Bernie Leahy

No. 6
- Position: Halfback

Personal information
- Born: August 15, 1908 Chicago, Illinois, U.S.
- Died: March 12, 1978 (aged 69) Walnut Creek, California, U.S.
- Listed height: 5 ft 11 in (1.80 m)
- Listed weight: 180 lb (82 kg)

Career information
- High school: St. Mel (Chicago, Illinois)
- College: Notre Dame (1928–1931)

Career history
- Chicago Bears (1932); Chicago Shamrocks (1932);

Awards and highlights
- 2× National champion (1929, 1930);
- Stats at Pro Football Reference

= Bernie Leahy =

American football player (1908–1978)

Bernard Phillip Leahy (August 15, 1908 – March 12, 1978) was an American professional football halfback who played one season with the Chicago Bears of the National Football League (NFL). He played college football at the University of Notre Dame.

==Early life and college==
Bernard Phillip Leahy was born on August 15, 1908, in Chicago, Illinois. He attended St. Mel High School in Chicago. He did not play football until his third year of high school due to lack of weight. Leahy also played basketball in high school and helped St. Mel win the national Catholic basketball championship.

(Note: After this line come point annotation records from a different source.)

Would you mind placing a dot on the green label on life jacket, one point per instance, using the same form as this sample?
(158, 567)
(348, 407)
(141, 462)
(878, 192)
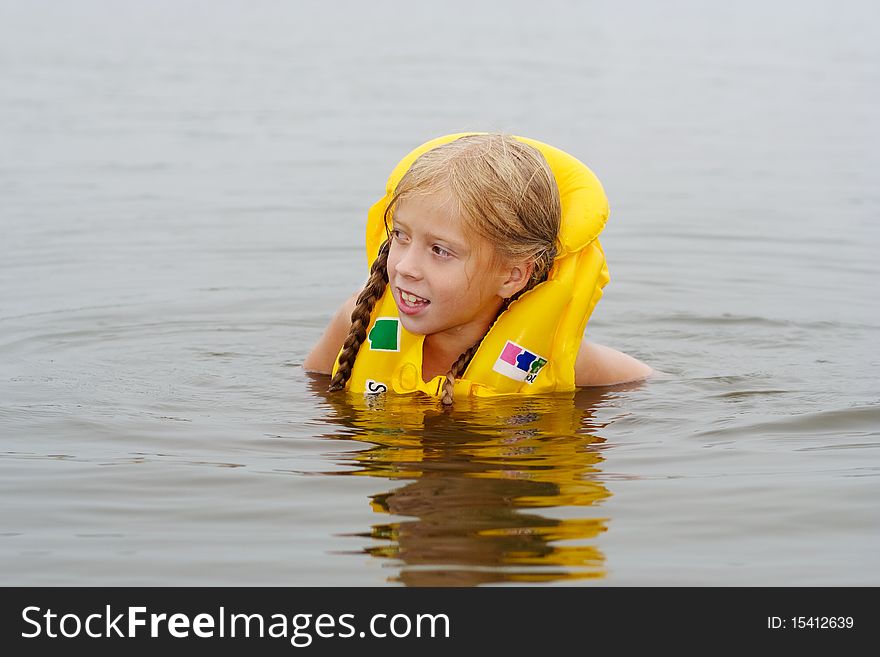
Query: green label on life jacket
(385, 334)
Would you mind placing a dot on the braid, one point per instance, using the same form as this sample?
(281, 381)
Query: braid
(360, 317)
(539, 275)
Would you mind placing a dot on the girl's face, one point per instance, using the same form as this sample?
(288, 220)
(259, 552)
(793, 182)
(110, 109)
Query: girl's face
(444, 278)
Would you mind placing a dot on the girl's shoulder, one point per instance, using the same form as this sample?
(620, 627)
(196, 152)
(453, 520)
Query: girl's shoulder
(598, 365)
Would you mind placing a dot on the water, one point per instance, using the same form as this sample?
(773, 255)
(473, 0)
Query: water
(184, 188)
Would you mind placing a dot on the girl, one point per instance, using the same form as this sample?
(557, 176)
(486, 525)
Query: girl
(485, 268)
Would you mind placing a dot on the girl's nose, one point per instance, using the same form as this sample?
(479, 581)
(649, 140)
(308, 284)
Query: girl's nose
(408, 266)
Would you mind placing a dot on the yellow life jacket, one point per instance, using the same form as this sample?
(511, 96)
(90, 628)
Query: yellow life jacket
(532, 346)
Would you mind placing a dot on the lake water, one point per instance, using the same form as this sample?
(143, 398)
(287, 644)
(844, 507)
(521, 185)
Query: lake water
(184, 188)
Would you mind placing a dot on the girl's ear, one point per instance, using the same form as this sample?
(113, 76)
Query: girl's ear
(517, 278)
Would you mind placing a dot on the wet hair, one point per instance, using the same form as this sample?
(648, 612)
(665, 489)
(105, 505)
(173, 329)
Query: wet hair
(505, 192)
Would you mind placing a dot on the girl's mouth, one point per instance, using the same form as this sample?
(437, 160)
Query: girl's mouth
(409, 303)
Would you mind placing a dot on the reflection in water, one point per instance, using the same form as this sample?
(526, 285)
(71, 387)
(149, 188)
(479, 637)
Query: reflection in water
(475, 480)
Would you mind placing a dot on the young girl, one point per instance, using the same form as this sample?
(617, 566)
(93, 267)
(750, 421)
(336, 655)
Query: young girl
(485, 267)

Leahy then enrolled at the University of Notre Dame. However, he did not initially join the football team and instead worked as a secretary at Notre Dame for two years to fund his education. He joined the Notre Dame Fighting Irish football team in 1928 and was a three-year letterman from 1929 to 1931. The Fighting Irish were named national champions by various selectors in both 1929 and 1930.

==Professional career==
In July 1932, it was reported that Leahy had signed with the Chicago Bears. He played in one game for the Bears that year, recording one carry for one yard. He joined the independent Chicago Shamrocks later in the 1932 season.

==Personal life==
Leahy died on March 12, 1978, in Walnut Creek, California.